Irak’ın siyasal atlasına bakarsanız “ilahi emir” yeryüzüne inmiş sanırsınız. Her şey din ile satılıyor. En fazla “Allahtan kork” diyenlerin elinde Irak yolsuzlukta zirvelere yükseldi. Dünyanın beşinci büyük petrol ülkesi, 16 yıldır su, elektrik, sağlık hizmetlerindeki bezdirici sorunların üstesinden gelemiyor. Iraklıların patlamak için sebebi çok. Ve elbette Irak’ı patlatmak isteyenlerin de…
***
Irak 2003’ten beri İran ve Amerikan/Suud nüfuz savaşından muzdarip ama o hastalıklı yapı yüzünden bu iki kampın iteklemeleri ya da ayarlamaları olmadan da iktidar şekillenemiyor. Irak’ın düçar olduğu lanet de işte bu.

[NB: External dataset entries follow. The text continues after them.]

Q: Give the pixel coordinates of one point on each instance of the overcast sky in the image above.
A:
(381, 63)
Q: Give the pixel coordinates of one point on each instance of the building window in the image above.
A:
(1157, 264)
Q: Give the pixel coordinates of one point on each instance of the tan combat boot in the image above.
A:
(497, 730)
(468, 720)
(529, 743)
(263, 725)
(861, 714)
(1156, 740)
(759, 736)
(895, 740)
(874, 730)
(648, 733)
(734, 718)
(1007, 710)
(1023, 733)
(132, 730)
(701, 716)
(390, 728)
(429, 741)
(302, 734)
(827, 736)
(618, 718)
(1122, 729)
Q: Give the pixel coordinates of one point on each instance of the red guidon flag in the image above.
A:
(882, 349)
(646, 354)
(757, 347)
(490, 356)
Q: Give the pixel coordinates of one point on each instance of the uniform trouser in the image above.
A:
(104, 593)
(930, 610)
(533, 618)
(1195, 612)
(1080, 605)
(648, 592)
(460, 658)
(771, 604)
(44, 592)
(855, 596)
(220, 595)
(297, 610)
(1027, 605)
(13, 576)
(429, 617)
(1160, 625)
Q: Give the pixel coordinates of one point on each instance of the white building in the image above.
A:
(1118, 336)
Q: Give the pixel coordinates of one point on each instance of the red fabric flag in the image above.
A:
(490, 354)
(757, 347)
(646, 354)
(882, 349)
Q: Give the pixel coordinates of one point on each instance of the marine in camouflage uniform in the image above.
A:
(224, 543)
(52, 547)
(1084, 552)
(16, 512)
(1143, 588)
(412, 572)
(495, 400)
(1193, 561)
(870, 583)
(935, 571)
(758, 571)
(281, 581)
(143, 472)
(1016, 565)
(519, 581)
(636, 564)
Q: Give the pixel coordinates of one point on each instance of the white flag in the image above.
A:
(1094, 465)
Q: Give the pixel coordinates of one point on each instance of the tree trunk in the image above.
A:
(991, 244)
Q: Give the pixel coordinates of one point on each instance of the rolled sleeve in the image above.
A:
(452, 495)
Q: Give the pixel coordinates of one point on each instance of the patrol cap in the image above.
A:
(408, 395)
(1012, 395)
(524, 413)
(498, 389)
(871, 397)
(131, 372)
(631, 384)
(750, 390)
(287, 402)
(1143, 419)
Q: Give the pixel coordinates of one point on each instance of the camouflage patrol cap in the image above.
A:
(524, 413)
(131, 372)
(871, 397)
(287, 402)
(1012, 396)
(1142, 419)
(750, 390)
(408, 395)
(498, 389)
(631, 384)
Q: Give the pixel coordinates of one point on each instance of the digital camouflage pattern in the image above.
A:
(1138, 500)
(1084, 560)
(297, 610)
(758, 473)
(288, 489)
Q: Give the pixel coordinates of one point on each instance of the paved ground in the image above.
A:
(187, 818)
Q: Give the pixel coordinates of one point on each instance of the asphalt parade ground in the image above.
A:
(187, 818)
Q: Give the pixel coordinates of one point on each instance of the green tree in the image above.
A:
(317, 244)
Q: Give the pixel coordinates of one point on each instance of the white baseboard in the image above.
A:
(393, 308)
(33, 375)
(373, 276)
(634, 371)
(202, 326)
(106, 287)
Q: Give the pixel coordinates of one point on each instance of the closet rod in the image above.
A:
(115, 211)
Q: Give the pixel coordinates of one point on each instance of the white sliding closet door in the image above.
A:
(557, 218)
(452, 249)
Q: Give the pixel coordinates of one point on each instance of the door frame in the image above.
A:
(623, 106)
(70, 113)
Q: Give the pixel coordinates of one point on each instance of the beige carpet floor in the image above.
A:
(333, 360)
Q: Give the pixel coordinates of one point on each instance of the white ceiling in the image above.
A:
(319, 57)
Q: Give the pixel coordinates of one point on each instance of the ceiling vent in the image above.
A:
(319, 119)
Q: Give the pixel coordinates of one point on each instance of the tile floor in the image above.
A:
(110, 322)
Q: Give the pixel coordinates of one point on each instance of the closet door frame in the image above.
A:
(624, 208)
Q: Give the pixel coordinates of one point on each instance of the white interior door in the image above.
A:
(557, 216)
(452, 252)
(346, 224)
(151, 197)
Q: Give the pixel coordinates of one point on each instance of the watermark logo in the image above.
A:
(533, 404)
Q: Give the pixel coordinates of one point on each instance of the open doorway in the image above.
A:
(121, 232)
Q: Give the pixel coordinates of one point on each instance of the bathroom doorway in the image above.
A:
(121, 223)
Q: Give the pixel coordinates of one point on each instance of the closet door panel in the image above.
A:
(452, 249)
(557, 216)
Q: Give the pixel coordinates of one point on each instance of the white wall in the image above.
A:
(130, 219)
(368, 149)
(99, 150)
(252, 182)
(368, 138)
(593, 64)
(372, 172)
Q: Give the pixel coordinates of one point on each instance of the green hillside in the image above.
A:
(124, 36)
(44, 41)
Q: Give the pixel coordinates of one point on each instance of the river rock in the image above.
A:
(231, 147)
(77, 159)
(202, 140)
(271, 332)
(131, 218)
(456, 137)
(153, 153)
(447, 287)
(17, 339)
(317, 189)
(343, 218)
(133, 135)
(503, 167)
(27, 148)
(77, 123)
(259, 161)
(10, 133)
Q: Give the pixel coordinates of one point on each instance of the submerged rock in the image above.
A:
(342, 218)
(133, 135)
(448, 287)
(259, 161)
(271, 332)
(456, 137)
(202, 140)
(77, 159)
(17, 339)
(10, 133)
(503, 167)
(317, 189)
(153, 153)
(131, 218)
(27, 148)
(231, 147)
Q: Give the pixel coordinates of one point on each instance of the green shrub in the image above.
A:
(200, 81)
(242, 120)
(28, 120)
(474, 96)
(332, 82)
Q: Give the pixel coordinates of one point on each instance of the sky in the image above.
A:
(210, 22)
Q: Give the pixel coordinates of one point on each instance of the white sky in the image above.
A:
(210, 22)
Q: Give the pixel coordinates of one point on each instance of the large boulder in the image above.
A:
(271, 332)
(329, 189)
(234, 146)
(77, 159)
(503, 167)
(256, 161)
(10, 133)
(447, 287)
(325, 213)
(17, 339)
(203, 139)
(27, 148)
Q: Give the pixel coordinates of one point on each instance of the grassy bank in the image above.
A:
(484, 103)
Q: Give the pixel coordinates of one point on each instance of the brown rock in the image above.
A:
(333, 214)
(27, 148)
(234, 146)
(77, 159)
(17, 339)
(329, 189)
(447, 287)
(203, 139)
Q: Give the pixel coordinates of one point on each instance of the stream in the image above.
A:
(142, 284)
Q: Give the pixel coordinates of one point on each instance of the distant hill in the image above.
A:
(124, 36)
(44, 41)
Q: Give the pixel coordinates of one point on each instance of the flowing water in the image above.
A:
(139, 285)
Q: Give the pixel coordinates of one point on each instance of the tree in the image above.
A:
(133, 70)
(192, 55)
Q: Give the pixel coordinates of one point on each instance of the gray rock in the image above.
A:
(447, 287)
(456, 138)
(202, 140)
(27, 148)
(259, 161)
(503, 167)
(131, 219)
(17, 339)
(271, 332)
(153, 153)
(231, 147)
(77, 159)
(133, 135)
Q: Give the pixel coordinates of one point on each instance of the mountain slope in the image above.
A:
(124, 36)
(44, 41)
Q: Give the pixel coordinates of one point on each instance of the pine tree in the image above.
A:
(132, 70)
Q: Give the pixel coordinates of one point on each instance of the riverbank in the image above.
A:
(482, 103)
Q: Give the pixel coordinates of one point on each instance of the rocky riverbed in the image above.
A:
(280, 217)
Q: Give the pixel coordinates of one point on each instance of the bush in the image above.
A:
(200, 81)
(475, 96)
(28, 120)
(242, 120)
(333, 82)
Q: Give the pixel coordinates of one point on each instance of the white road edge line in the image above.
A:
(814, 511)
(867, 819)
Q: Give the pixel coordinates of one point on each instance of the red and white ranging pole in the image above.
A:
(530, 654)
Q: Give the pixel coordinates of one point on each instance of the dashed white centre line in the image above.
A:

Şimdi sokaklara bakıldığında öfkenin yöneldiği şeyin sadece, yolsuzlukla mücadele ve reform sözünü tutamayan Başbakan Adil Abdülmehdi değil topyekûn bir siyasal düzen olduğu görülüyor. Bu düzenin bir yüzünde kimsenin güven duymadığı siyasi aktörler, diğer yüzünde ‘dış müdahale’ unsurları yer alıyor. Bu kez daha çok “Kahrolsun Velayet-i Fakih”, “Mollalar Irak’tan defolun”, “Irak Iraklılarındır” diye İran’ı hedef alan mesajlar dikkat çekiyor. Basitçe Iraklılar, Irak’ı geri istiyor.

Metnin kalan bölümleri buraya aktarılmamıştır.